Tough to argue at this point that there isn't participant bias. Time will tell, particularly as we increase the number of participants in 2013. I've spent a significant amount of time at several different programs like Dev Bootcamp and found it to be the most effective program out there. It is truly immersive with students spending 80-100+ hours/week in the trenches with over 40 hours/week of structured learning. More thoughts at: http://nuts.redsquirrel.com/post/37111323801/of-feet-doors-a...
Good luck! Honestly I think you'll have to make a choice between a high success rate or a large number of people trained.
To use an example, think of no-kill-shelters vs pounds. No Kill shelters can boast a high success rate and a low return rate because they only handle a fraction of the animals a pound handles. Not only that but the no-kill selects animals they believe will be likely to be placed and leaves animals that are not good candidates.
Someone has to be a pound, willing to take in any animal off the street and give it a chance, while at the same time admitting that it just does not have enough space for every animal and that tough decisions will be a result.
Someone else has to be a nokill shelter, willing to select those that seem the brightest and invest to give them the most opportunity available while leaving the others.
I guess that's somewhat similar, but it still costs $5k. I was thinking more of a group that gets together and codes for a few weeks, and somehow finds a mentor to help them when they're stuck.

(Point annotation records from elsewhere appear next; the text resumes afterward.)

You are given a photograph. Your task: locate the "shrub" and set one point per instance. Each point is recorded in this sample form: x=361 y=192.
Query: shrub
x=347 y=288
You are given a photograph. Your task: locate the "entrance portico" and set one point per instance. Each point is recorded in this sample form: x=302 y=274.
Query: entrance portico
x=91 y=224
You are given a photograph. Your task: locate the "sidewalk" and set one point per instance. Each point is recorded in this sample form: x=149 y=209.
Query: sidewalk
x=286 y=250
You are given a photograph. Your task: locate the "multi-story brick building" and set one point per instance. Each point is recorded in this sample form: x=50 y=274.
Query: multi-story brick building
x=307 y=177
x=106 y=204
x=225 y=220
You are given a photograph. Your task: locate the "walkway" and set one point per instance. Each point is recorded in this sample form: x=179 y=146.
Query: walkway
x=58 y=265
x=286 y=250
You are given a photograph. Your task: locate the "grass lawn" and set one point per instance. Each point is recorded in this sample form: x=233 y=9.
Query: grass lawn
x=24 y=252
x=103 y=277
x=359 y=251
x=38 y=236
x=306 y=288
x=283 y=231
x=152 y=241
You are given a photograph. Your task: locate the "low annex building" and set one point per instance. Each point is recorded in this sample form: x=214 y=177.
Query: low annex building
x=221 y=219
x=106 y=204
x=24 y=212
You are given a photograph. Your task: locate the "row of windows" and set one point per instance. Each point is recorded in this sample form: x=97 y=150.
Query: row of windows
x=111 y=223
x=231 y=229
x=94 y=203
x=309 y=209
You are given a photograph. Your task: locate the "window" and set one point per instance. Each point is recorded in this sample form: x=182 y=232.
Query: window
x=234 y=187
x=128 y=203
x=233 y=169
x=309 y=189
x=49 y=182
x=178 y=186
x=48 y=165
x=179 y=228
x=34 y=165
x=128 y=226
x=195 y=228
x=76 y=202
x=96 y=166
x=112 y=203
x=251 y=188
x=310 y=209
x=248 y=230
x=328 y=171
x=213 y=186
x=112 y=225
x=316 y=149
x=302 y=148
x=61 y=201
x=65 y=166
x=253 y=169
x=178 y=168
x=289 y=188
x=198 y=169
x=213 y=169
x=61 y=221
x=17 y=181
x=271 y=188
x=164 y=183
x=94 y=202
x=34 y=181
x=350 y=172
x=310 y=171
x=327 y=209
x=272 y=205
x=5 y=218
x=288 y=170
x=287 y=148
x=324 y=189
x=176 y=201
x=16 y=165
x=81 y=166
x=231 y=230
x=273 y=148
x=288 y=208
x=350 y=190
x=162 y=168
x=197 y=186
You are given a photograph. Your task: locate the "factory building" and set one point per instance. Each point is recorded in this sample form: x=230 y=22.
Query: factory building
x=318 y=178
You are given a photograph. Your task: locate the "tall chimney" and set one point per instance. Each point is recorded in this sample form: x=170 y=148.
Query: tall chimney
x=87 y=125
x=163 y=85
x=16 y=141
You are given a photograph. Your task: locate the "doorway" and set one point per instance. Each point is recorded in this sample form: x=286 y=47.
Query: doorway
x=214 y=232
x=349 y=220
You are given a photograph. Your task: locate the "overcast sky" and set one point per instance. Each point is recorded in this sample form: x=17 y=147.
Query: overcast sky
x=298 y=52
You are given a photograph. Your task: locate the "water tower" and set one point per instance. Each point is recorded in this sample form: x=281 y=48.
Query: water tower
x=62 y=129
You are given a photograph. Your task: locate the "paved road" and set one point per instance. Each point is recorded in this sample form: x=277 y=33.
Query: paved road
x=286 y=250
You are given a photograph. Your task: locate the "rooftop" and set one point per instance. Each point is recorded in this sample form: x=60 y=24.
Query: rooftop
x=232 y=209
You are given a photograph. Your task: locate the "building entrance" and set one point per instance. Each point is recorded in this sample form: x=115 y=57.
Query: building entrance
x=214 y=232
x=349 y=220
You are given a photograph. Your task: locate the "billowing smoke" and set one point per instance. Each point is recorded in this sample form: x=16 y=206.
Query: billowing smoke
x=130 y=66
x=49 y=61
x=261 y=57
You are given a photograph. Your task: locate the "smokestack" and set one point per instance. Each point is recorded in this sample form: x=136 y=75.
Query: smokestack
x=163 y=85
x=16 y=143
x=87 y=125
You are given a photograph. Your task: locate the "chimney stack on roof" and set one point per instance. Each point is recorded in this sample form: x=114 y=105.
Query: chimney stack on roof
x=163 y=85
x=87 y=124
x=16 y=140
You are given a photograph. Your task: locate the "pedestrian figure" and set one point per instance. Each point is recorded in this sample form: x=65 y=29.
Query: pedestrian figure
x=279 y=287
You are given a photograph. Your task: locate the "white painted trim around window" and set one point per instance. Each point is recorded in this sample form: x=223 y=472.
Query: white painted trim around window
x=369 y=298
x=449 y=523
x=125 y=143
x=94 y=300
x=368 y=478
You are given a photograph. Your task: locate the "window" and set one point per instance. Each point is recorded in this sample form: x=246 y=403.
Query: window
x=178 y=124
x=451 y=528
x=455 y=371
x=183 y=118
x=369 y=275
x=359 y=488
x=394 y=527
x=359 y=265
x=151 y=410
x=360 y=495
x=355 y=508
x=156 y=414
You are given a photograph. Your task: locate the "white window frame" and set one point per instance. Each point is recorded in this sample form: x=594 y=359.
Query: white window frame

$50k for a bootcamp probably* beats the ROI for a similar stint at a for-profit college. Those colleges are able to finesse government-backed loans for their students though.
Just over a year ago I posted this: http://news.ycombinator.com/item?id=3267133
And this community's response is what convinced me to ditch my startup and start devbootcamp.
I only know very few of you people in person, but I'm sincerely grateful for the impact you've had on my life. Thank you!